Autor Kurt Palm im Linzer Stifterhaus über seinen Roman „Monster“

Kurt Palm im Linzer Stifterhaus
Kurt Palm im Linzer Stifterhaus © Roland Laimer

Von Christian Pichler

Am Ende rollt ein Tsunami über die Ufer des Rottensees, ein Monsterfisch hat darin gewütet. Aber leben nicht ohnehin die echten Monster, solche in Menschengestalt, an Land? Kurt Palms kürzlich erschienener Roman „Monster“: eine prachtvolle, tarantinoeske Schlachtplatte, ein kurzweiliges Leseabenteuer mit real-gesellschaftlichem Hintersinn.

Eine Knochenarbeit

Zweieinhalb Jahre habe er an „Monster“ geschrieben, sagt Palm, eine Knochenarbeit: „Wenn ich höre, jemand hat es in zwei Tagen gelesen, ist das hart für mich. Aber natürlich auch ein großes Kompliment.“ Der Roman vom Verlag Deuticke als Nachfolger des erfolgreichen und von Harald Sicheritz verfilmten Romans „Bad Fucking“ angepriesen, Palm hatte seinen Sanctus dazu gegeben. Obwohl, „eine Fortsetzung wär’ gar nicht möglich“, sagt Palm, endet doch auch „Bad Fucking“ in einer Apokalypse.

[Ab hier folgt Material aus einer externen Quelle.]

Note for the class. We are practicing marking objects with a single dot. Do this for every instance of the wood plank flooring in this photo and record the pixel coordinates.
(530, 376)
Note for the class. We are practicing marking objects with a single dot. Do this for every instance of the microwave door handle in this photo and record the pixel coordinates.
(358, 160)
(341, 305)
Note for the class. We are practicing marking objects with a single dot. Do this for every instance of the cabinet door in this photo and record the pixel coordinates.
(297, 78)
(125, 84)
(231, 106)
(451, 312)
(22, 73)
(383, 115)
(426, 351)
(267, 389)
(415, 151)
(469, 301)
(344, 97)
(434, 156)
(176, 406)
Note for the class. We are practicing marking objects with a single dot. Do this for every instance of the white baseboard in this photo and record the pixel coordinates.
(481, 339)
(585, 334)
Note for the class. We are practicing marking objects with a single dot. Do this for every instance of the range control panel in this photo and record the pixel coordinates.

Am Donnerstag las der 1955 in Vöcklabruck geborene Schriftsteller, Regisseur und Filmemacher im Linzer Stifterhaus, mehr noch redete er und erzählte frei. Über das Altstoffsammelzentrum Seewalchen, wo er gerne Leuten zuhört, über die Schönheit des alten Wortes „ausgreifen“, das Sprachpuritanern als nicht literaturtauglich gelten könnte. Über ein Gasthaus am Attersee, wo jedes Jahr am 20. April Eiernockerl mit Salat feilgeboten werden. „Führers“ Lieblingsspeise, um symbolträchtige 8,8 Euro.

Kurt Palm lebt in Wien und in Litzlberg am Attersee. Der Rottensee das Abbild im Roman, ebenso einige Figuren gerade nur bis zur Kenntlichkeit entstellt. Palm nennt als Beispiel einen bekannten Investor, bei dem er lange nachgedacht habe: „Wie bring i den ums Eck?“ Die Eingebung kam, plötzlich habe das tschetschenische Vampirpärchen (das auch noch lesbisch ist) an seine Tür geklopft.

Palm ein Entertainer, unbedingt ein politischer Mensch und Autor. Das Ibiza-Video werde nicht substanziell etwas verändern, sagt er, die Dämme längst gebrochen: „De Kuah is aus’m Stoi.“ Nicht rückgängig zu machen die sprachliche Verrohung, gesellschaftstauglich etwa die zynische Schöpfung „Ausreisezentrum“.

„Glücklich ist, wer vergisst“, lautet der Titel des Theaterstücks, an dem Palm arbeitet. Der Arbeitstitel werde wohl bleiben, mutmaßt er, und verkündet froh: Die dramatische Fassung von „Monster“ wird am 5. November als Uraufführung im Wiener Theater Rabenhof gezeigt.